Russia’s escalation in its long-simmering conflict with Ukraine, much like its decision to start the shadow war in the first place, is a symptom of its relative weakness. The military conflict between Ukraine and Russia began in the aftermath of the Euromaidan crisis. Russian forces in disguise, dubbed “little green men,” moved to occupy Crimea in early 2014. This thinnest of veils appears to have been designed less to conceal the identity of Russian forces and more to equip leaders in the United States and Europe with a pretext for inaction. Since then, Russian-backed separatists in Eastern Ukraine have exchanged sniper and artillery fire with the Ukrainian army, and Russian intelligence agencies have conducted aggressive cyber and information operations targeting Ukrainian systems and public opinion. The Russian intervention in Ukraine has become the epitome of so-called gray zone conflict, a form of limited military competition that simmers chronically beyond peace but short of full-scale war.
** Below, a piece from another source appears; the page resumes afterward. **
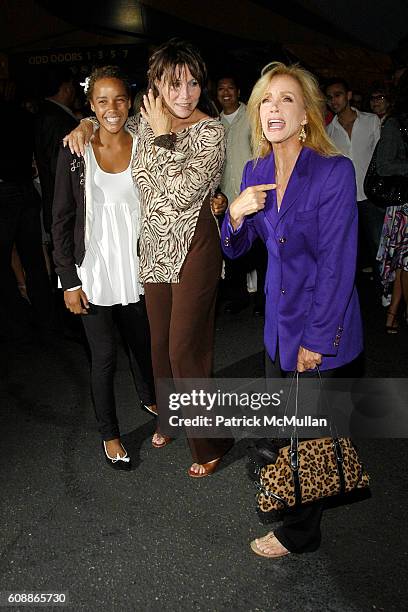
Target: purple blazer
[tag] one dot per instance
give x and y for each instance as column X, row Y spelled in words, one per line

The Russian buildup now threatens to transform this gray zone conflict into a much larger, open war. In early December 2021, U.S. intelligence sources revealed that “the Kremlin is planning a multi-front offensive as soon as early next year involving up to 175,000 troops.” This move is puzzling if, as many pundits and defense experts have assumed, Russia possesses important advantages in gray zone conflicts. Cautious revisionists such as Russia, China and others should be able to gain concessions without the need to go to war, assuming that more traditional conceptions of deterrence are inadequate to address gray zone threats, and if defenders are ill equipped to respond to gray zone revisionism. Why then would Russian President Vladimir Putin incur the costs of mobilization, and the risks involved in major war, if he can get what he wants on the cheap?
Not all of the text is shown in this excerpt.